I wish to prove that
$\alpha \in C$ where $C$ is algebraically closed field of $F$, $f(t) \in F[t]$ is minimal monic irreducible, separable polynomial having $\alpha$ as a root. Then let $S_{\alpha} = \{\sigma : F(\alpha) \to C $ where $ \sigma $ is $F-$homomorphism$ \}$ Show $|S_{\alpha}| = deg(f)$.
Actually I think $|S_{\alpha}| = deg(f)!$, not $deg(f)$.
What I already know is that $\sigma$ permutes roots of the polynomial in $f$. But isn't it possible that there is two homomorphism which permutes $\sigma$ to the same (other) root but permute other root to distinct another roots?
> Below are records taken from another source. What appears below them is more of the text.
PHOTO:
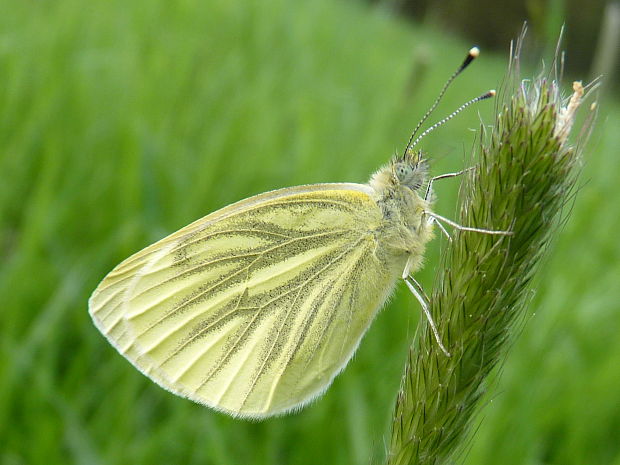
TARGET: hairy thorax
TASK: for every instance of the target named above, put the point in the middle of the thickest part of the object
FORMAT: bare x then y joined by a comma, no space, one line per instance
405,228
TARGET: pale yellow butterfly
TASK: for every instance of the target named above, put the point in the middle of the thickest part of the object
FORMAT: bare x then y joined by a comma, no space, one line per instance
254,309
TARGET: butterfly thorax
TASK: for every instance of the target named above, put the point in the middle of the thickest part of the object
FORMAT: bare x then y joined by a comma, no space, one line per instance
400,191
What I mean is that, if $\alpha_1 , \alpha_2$ is another root of $f$, then there exist $F-$homomorphism $\sigma, \sigma'$ such that$\sigma(\alpha) = \sigma'(\alpha) = \alpha_1$ but $\sigma(\alpha_1)=\alpha_{2}$, $\sigma(\alpha_{1}) = \alpha$. This implies $|S_{\alpha}| = deg(f)!$. Could you agree with my argument or is there some point I've missed?
There is no typo, you should try to show $|S_\alpha|=deg(f)$.
If $\sigma(\alpha)=\sigma'(\alpha)$, then $\sigma=\sigma'$ as $F$-homomorphisms $F(\alpha)\rightarrow C$.
I think the point you may be confused on is that $F(\alpha)$ need not contain all roots of $f$. For instance, if you adjoin to $\mathbb{Q}$ a real root of the polynomial $x^4-2$, this will certainly not contain any imaginary roots.
In other words, $F(\alpha)$ is not necessarily the splitting field of $f$.